In 1999 he joined the board of Seagram, his family's conglomerate as a director: "It was a great honor, but the timing was terrible," as he lamented the sale of the company by his cousin, Edgar Bronfman Jr. He stayed with the board for eighteen months, "I know what I know. I'm very proud of my family history and have great relationships with my cousins."

He is the Chief Revenue Officer of the Liberal Party of Canada and a senior advisor to Prime Minister, Justin Trudeau. He is credited with transforming the party's finances into a considerable force and for his role in Trudeau's successful bid. He has also been described as instrumental in Trudeau's triumph in the 2015 Canadian federal election. He was named in the Paradise Papers in 2017, but he responded that he "has never funded nor used offshore trusts." He also distanced himself from the Kolber Trust that had been linked to Claridge, claiming that he had no "direct or indirect involvement" with the trust other than an arm's length loan made "over a quarter century ago" that was repaid five months later.

In 2010 he unsuccessfully tried to buy the Montreal Canadiens of the National Hockey League (NHL). Since the departure of the Expos, he has been involved in initiatives aiming to bring a Major League Baseball expansion team to Montreal. In 2022, Major League Baseball rejected Bronfman's proposal for Tampa Bay Rays to play half of its home games in Montreal at a new baseball stadium in the city.

==Personal life==
He is married to Claudine Blondin Bronfman, a French Canadian and they have four children together, Alexandra Bronfman, Samuel Rosner Bronfman, Olivia Bronfman, and Isabella Bronfman. They raise their children bilingually. His wife is "Jewish by choice" and they are raising their children in the Jewish faith. They live in Westmount, in the former home of Bronfman's grandparents, Samuel and Saidye.

===Philanthropy===
Bronfman and his wife Claudine have donated over $100 million to various charitable causes over the past two decades. In 2002 he founded The Charles Bronfman Prize with his sister, Ellen Bronfman Hauptman, and brother-in-law, Andrew Hauptman in honour of his father. Since 2004, the $100, 000 prize has been awarded to individuals "whose accomplishments enrich Jewish life." Notable recipients include Amy Bach, Etgar Keret, Becca Heller, Eric Rosenthal, Jared Genser, Sasha Chanoff, Amitai Ziv, Alon Tal and Jay Feinberg.

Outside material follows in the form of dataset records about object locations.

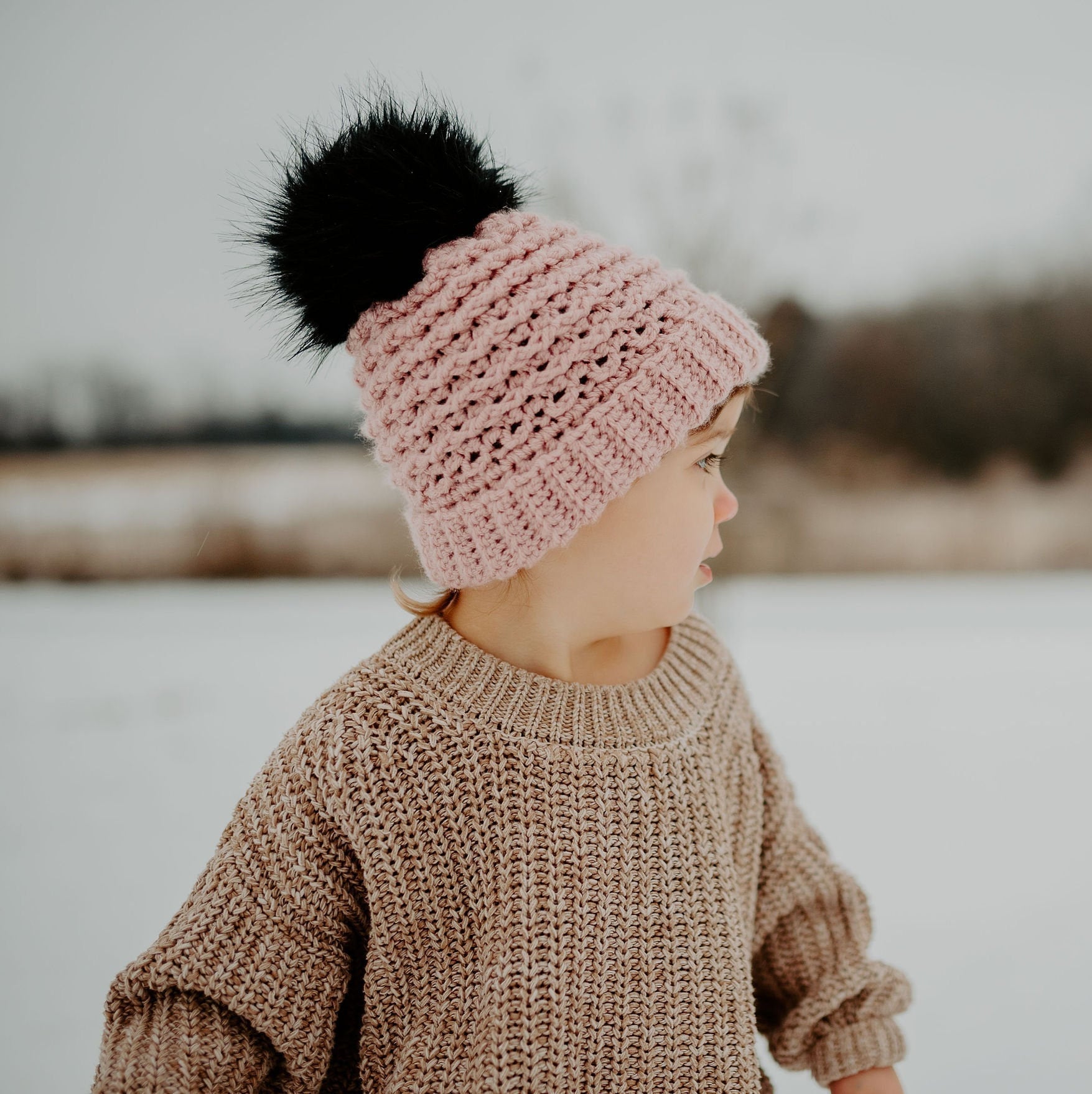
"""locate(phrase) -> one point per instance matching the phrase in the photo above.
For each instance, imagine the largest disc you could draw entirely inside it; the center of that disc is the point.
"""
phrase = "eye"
(715, 458)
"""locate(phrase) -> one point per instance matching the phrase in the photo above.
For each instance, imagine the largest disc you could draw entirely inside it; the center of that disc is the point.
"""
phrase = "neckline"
(503, 698)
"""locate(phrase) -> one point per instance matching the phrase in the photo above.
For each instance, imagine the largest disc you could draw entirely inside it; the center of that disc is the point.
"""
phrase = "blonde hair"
(446, 599)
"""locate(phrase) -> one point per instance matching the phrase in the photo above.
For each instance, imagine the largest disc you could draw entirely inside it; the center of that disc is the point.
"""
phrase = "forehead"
(724, 424)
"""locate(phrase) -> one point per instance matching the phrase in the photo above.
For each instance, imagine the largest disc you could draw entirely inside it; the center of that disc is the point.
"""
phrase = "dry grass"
(327, 510)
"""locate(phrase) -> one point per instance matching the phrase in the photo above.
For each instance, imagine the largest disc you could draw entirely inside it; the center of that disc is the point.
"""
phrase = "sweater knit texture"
(529, 379)
(453, 874)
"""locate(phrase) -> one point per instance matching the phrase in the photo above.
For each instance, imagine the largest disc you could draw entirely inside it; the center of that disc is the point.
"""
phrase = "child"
(539, 840)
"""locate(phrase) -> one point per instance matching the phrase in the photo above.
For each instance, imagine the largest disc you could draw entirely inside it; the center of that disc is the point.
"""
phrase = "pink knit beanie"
(521, 373)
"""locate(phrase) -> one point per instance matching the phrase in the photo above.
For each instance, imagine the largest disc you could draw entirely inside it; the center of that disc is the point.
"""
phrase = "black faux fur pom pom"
(355, 211)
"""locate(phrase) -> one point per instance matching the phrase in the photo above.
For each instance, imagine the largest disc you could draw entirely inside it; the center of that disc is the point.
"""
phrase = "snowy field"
(937, 730)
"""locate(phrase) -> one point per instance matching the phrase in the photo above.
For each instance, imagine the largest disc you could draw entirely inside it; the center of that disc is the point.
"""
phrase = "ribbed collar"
(502, 697)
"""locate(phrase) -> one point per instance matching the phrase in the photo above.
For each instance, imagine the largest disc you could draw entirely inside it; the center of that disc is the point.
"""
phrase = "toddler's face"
(640, 558)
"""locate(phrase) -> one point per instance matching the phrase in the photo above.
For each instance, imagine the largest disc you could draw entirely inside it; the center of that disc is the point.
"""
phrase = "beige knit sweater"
(457, 876)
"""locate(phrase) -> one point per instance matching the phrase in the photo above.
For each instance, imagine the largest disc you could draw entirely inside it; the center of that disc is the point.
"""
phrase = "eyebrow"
(706, 437)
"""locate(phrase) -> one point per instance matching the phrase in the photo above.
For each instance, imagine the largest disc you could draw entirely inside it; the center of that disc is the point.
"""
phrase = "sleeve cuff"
(874, 1043)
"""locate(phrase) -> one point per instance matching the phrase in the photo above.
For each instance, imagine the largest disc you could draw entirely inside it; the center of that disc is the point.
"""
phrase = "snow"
(936, 729)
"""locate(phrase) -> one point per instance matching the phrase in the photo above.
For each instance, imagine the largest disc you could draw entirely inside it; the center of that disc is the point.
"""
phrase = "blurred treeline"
(946, 384)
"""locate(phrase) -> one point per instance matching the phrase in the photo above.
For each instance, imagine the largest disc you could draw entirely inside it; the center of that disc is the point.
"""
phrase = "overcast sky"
(854, 154)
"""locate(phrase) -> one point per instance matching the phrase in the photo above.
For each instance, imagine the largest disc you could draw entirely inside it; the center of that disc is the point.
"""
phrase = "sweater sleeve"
(821, 1003)
(246, 987)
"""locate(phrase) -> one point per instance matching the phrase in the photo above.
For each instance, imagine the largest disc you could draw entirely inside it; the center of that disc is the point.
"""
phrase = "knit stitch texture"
(457, 876)
(529, 379)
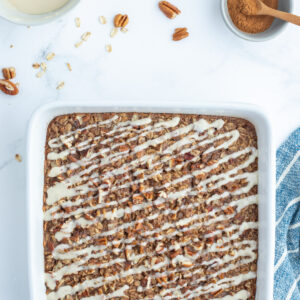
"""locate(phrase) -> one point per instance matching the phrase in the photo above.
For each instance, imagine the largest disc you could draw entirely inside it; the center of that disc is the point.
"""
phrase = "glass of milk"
(34, 12)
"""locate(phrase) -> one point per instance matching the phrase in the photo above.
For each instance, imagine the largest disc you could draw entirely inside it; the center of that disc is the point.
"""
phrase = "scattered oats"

He is also involved in Birthright Israel, a free program for young Jewish people in the diaspora to visit Israel for ten days. The program was co-founded by his father in 1994. In 2023, together with his wife, his sister and brother-in-law, he made a "transformational gift" to the organisation which will support a five-year greening project, where the organisation will integrate environmental content and activities into Israel visits. He has also been supporting the David Suzuki Foundation, a non-profit environmental organization for over twenty-five years. In addition he is responsible for the Stephen Bronfman Scholarship in Environmental Studies, a $7,500 second-year or later graduate scholarship in environmental studies.

He is also a donor to the Canadian Centre for Architecture and sits on its board of trustees. In addition, each year, the Claudine and Stephen Bronfman Fellowship in Contemporary Art is awarded to two emerging artists in Montreal — one from Université du Québec à Montréal and one from Concordia University. Since 2009, The Claudine and Stephen Bronfman Family Foundation works in collaboration with the Musée d'art contemporain de Montréal to offer the SéminArts educational program on the art of collecting contemporary art.